1. The colours, patterns and shapes of shells have long mesmerised collectors. By the beginning of the 17th century, shells were being proudly displayed alongside precious works of art and antiques in cabinets of curiosities. The artist Rembrandt had a marbled cone in his collection, which he etched in his 1650 work The Shell, a whole century before that shell was officially described by Carl Linnaeus.


The glassy nautilus shell. Photo from the book Interesting Shells


2. When the Dutch artist and naturalist Pièrre Lyonet died in 1789 his collection was put up for sale. Two years later a Johannes Vermeer painting from that collection, Woman in Blue Reading a Letter,

was sold for 43 guilders. Five years on, another object from Lyonet’s treasure trove was sold for seven times that price (299 guilders). That piece was the translucent shell of a glassy nautilus.


3. A prime example of a collection that contained shells comes with that of Sir Hans Sloane, the Irish physician and scientist. He acquired some 71,000 items in all, which became the foundation of the British Museum collection. In part due to a far-reaching network of traders, apothecaries, physicians, naturalists and collectors, Sloane was supplied with plants, animals, antiquities, coins, books, drawings and maps, as well as exquisite antiques and curiosities from across the globe. Among those treasures were some 6,000 shells.

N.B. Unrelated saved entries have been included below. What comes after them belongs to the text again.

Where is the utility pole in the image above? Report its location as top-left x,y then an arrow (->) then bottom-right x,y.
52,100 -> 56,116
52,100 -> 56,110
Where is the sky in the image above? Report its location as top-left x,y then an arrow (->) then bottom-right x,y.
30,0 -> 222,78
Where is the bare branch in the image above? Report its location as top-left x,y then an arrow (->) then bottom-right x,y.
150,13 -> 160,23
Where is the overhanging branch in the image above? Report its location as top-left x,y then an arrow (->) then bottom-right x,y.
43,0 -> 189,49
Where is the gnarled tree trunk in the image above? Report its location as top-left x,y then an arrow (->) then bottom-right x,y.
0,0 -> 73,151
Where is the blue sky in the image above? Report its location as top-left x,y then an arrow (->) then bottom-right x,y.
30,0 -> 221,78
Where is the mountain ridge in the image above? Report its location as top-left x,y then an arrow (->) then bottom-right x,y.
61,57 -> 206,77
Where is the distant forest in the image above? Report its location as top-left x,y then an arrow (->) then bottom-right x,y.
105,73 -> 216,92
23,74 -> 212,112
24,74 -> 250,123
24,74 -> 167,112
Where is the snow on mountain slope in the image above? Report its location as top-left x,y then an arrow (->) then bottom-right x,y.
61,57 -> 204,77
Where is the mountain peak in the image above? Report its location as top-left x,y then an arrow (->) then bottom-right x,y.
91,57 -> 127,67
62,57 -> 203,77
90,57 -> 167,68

Shells by naturalist James Barbut, who was active from 1776–91. © The Trustees of the Natural History Museum, London


4. The 18th century was to see a shell-collecting frenzy take hold of European collectors. The Dutch East India Company played a major role in this. It dominated the market in imported spices and other products, and it was also bringing exotic shells to European shores for the private museums of wealthy collectors. The trend became known as ‘conchylomania’, from the Latin concha for shell; it was a name inspired by ‘tulipmania’, the 17th-century Dutch passion for collecting tulip bulbs.

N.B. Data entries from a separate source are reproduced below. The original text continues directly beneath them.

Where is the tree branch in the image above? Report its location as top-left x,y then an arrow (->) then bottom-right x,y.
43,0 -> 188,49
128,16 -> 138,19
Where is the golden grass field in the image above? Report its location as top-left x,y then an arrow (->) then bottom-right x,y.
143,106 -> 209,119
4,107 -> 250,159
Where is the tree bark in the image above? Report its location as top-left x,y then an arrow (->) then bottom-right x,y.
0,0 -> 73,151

The precious wentletrap. Photo from the book Interesting Shells


5. Some shells were in such demand that, at the height of conchylomania, they were counterfeited. Shells such as the exquisite precious wentletrap, a marine snail from the Indo-Pacific, were cleverly and audaciously replicated using rice flour. It is said that the fraudulent shells were eventually detected by the owners who dipped them into water to clean them, only to watch their ‘valuable’ new purchases become worthless blobs.

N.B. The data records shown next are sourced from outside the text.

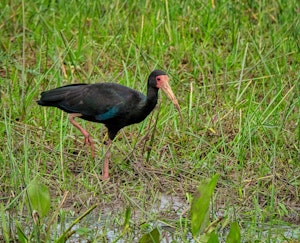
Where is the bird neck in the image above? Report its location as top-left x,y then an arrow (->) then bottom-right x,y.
146,86 -> 159,109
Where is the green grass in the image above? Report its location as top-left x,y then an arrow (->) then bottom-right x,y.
1,0 -> 299,242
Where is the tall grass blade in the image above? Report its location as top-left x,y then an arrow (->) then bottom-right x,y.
16,221 -> 29,243
56,204 -> 97,242
1,204 -> 10,243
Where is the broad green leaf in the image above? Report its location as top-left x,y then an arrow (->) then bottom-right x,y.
190,174 -> 219,237
207,231 -> 219,243
139,228 -> 160,243
27,180 -> 51,218
226,222 -> 241,243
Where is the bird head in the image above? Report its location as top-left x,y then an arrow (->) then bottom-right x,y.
149,70 -> 182,120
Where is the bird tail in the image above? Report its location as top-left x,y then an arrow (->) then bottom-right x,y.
37,84 -> 87,107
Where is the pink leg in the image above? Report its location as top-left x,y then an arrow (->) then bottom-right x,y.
69,113 -> 95,158
102,139 -> 112,180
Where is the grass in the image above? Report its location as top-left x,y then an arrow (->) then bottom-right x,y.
1,0 -> 299,242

Shells collected by Joseph Banks during the HMS Endeavour expedition 1768–71. © The Trustees of the Natural History Museum, London


6. Joseph Banks, the scientist on board Captain Cook’s first famous voyage, was a botanist who extensively collected plants throughout the voyage – and he could not resist collecting shells. The majority of Banks’s shell collection is still housed at the Natural History Museum and there is a particular fact attached to them: all the surviving Banks shells are small and pocket-sized. They were just the right size to, literally, pop in his pocket when scouring the shores.


The glory of the sea. Photo from the book Interesting Shells


7. At the peak of the collecting frenzy, some shells became legendary as they were rare and harder to glean. The most fabled of all was the handsome Conus gloriamaris, ‘the glory of the sea’, a marine cone snail that lives in the Indo-Pacific. It was, until the mid-20th century, considered the rarest, most coveted and costliest shell in the world. It inspired the central theme of the book The Glory of the Sea (1887) by Victorian novelist Francesca M Steele, and it is the only shell known to have been stolen from a museum gallery – the American Museum of Natural History, in 1951. In 1964 a fine specimen was sold for $2,000, a record price for the species.


8. The last of the famed examples is naturally the glassy nautilus. This shell is extremely thin, fragile and translucent, as if made from the finest spun glass. It was thought to be the shell of a small nautilus, hence its vernacular name, but is in fact the shell of a heteropod or sea elephant, a snail that lives in the open sea. The mystery surrounding this curious animal and the scarce opportunity to acquire an unbroken shell of this species were almost certainly the reasons why Lyonet’s shell would fetch so much money in 1796.